A lei que vai regulamentar a actividade de empresas como a Uber, bem como os motoristas e operadores de transportes que trabalham com estas plataformas, foi votada esta quarta-feira na Comissão de Economia da Assembleia da República, mais de um ano depois de ter chegado ao Parlamento. O resultado final tem por base a proposta do Governo e o projecto do PSD, mas também contributos de outros partidos.

Para José Mendes, secretário de Estado Adjunto e do Ambiente, que tutela o sector, o resultado final é “positivo”, afirmando que a única grande mudança face à proposta inicial é a contribuição que terá de ser paga por empresas como a Uber, imposta pelo PSD. É ao Ambiente e às Finanças que caberá estipular essa contribuição (entre 0,1% e 2% do valor cobrado por viagem aos operadores de transporte), mas não revela qual será a decisão.

Sobre as multas, diz que já defendeu a criação de mecanismo de limpeza das contra-ordenações, algo que não foi acatado pelo Parlamento na nova lei. Assim, diz, o assunto está fechado. Até agora, revela, já foram passados 1367 autos, o que leva o valor global para cerca de seis milhões de euros.

No que diz respeito aos táxis, aguarda as conclusões do grupo de trabalho que está em curso. A modernização deste sector, refere, é um tema importante, e pode vir a incluir um limite à idade dos veículos.  

Revê-se totalmente no diploma que resulta das votações que ocorreram esta quarta-feira à noite na Comissão de Economia?
O diploma ideal para quem tem uma proposta de lei é a sua própria proposta de lei. Esta resultou de um consenso entre todos os partidos na Assembleia da República e, portanto, entendo-a como positiva. Não ultrapassa nenhum dos pilares conceptuais que tínhamos desenhado para o diploma, como a questão dos contingentes, da idade dos veículos, ou do escrutínio aos diferentes operadores, plataformas, motoristas, etc. Estamos confortáveis com o resultado da votação. E o procedimento foi exemplar, tendo começado em 2016 com um grupo de trabalho.

Mais de um ano no Parlamento também é exemplar?
As coisas complexas demoram tempo. E digo exemplar no sentido em que fizemos um grupo de trabalho com todos os actores e parceiros, esse grupo fez recomendações e com base nisso fizemos uma proposta de lei que foi aprovada em Conselho de Ministros. Depois, foi enviada para o Parlamento, onde houve propostas de outros partidos, houve propostas de alteração, e os partidos entenderam-se.
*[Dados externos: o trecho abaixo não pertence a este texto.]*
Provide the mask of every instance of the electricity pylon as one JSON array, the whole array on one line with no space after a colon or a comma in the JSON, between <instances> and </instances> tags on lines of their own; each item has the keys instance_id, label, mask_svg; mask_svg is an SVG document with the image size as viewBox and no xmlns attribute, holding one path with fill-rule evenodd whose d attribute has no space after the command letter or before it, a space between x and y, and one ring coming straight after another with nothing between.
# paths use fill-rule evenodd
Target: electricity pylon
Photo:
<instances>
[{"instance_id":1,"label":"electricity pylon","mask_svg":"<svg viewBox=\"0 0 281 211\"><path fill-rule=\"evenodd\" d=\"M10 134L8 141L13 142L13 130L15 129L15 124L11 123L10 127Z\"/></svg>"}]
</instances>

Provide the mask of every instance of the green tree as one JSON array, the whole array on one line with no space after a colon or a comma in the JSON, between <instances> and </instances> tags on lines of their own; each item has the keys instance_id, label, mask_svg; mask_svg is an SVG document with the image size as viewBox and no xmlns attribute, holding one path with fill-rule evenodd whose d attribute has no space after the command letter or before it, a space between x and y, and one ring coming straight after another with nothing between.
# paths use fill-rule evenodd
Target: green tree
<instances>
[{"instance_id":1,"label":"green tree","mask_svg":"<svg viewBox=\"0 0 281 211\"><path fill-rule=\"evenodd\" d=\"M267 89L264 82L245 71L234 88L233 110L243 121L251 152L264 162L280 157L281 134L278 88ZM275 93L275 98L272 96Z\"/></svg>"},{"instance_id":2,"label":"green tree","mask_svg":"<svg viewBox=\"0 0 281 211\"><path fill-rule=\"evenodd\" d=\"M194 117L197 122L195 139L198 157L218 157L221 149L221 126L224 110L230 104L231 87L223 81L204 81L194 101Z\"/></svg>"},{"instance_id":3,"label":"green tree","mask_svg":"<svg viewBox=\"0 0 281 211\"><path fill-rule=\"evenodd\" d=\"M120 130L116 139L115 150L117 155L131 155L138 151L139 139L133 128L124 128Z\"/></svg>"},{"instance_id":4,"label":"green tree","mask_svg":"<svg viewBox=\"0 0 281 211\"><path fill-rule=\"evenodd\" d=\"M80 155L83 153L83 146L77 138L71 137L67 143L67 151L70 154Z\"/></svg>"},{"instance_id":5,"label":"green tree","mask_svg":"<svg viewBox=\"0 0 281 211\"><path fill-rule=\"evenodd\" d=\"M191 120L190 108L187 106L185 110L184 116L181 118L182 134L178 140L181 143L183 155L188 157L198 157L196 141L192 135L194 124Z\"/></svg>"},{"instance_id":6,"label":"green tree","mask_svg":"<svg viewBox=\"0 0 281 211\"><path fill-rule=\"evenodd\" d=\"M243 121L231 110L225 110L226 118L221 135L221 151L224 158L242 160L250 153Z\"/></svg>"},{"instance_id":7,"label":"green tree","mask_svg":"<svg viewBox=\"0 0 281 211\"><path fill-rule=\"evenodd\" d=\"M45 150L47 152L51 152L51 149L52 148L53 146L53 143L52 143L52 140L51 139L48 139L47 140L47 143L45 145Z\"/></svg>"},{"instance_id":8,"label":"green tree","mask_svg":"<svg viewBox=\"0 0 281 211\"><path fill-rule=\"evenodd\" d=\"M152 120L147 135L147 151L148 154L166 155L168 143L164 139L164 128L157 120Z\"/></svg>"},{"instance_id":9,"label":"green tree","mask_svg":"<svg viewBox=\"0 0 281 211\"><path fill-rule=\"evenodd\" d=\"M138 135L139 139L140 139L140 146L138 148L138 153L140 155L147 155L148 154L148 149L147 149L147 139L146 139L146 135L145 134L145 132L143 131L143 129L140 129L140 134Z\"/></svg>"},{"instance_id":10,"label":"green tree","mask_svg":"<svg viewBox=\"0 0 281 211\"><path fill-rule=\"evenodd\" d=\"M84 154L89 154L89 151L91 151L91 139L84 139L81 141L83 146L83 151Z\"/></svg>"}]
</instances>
Qual a principal alteração que destaca, face à proposta inicial?
A única que não estava na nossa proposta era a questão da contribuição. Tudo o resto são variantes do que lá estava, outras abordagens, e que não prejudicam o espírito da lei, pelo que não estamos insatisfeitos.

Inicialmente essa contribuição, proposta pelo PSD, era uma taxa de 5% sobre a margem cobrada aos operadores de transporte. Agora será fixada entre 0,1% e 2% por portaria da sua responsabilidade. Já tem alguma ideia do valor?
Só tenho uma ideia: a de que será entre 0,1% e 2%, porque é isso que está na lei da Assembleia da República.

Algures no meio estará a virtude, dentro desta baliza tão larga?
Será entre 0,1% e 2%.

Quando é que ficará decidido?
Agora é preciso fechar o texto final. A votação final em plenário será, ao que me dizem, de sexta-feira a oito dias, na próxima semana [dia 23 de Março], e depois vai para promulgação do Presidente da República. Só depois disso é que posso fazer a portaria. Há duas portarias. Uma é esta, que terei de fazer com o meu colega das Finanças, e a outra é a das horas de formação dos motoristas.

Qual é que foi a necessidade de remeter as horas de formação para uma portaria? Tanto a proposta do Governo como o PSD falavam em 50 horas…
Terá de perguntar aos deputados.

Alguém lhe deu alguma explicação?
Acho que a ideia será mais a de definir o conteúdo da formação…mas estas negociações acontecem entre partidos na Assembleia. Eu não interferi.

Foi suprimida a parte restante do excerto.